Resetting Smart Hubs on failure – Cool feature. It’s experimental. It was never fully tested. It might work. Neeeeeext!

Run History improvements out the window – GC-QA v1 had a stupid limitation where run history was limited to 20 runs. GC-QA v2 says no more to that, and can store unlimited run history. Additionally, GC-QA has methods to convert an old (v1) run history database to a new (v2) run history database.

More specific model data: If I can code this feature in quickly enough, GC-QA v2 should have more specific model data. GC-QA v1 was designed to only show iPhone, iPad and iPod as models, but with GC-QA v2 you’ll be able to see specific iDevice models.

The QA tool can’t be used on the same machine as a launchpad! This was actually a major issue that resulted in another project I was working on to get wrapped up…ungracefully. I spent a few days trying to figure out why on Earth the QA tool was crashing all the time. Turns out, for whatever dumb reason, you can’t run the launchpad and the QA tool together. It just started happening randomly, I don’t know why, Python on macOS sucks, the end.

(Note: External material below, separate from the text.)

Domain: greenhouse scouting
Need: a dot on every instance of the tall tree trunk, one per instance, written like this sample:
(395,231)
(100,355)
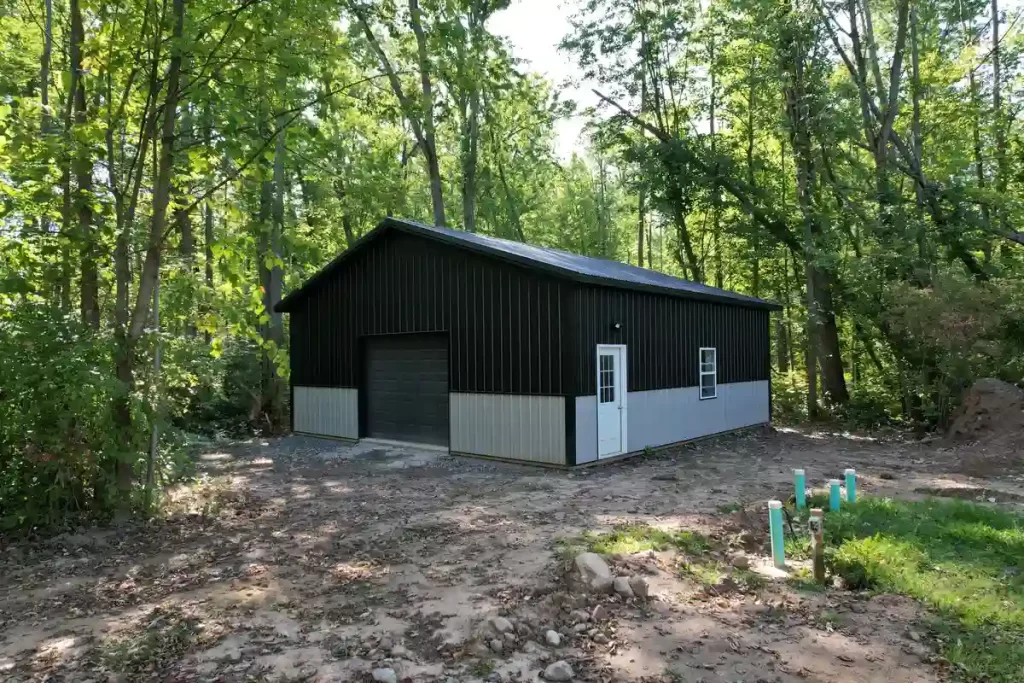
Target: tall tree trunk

I need to stop developing on Linux! Everything works too well on Linux. I hear macOS is a great platform for development since there’s a bajillion quirks. Thaaaaat’s Apple for ya!

More small features you won’t care about:

  • Being able to add a description to a run
  • Run UUIDs were shortened down from really long to 8 characters
  • In the analyzer and emails you can see what version of GC-QA was used to complete the run
  • There’s like actual versioning
  • requirements.txt file for easy third-party library installs

 

Basically, the new GC-QA is miles better than what I produced at the end of 2018. But hey, I know more code, I’m a more advanced guy, and I’ll laugh at myself one year from now about what I coded this year.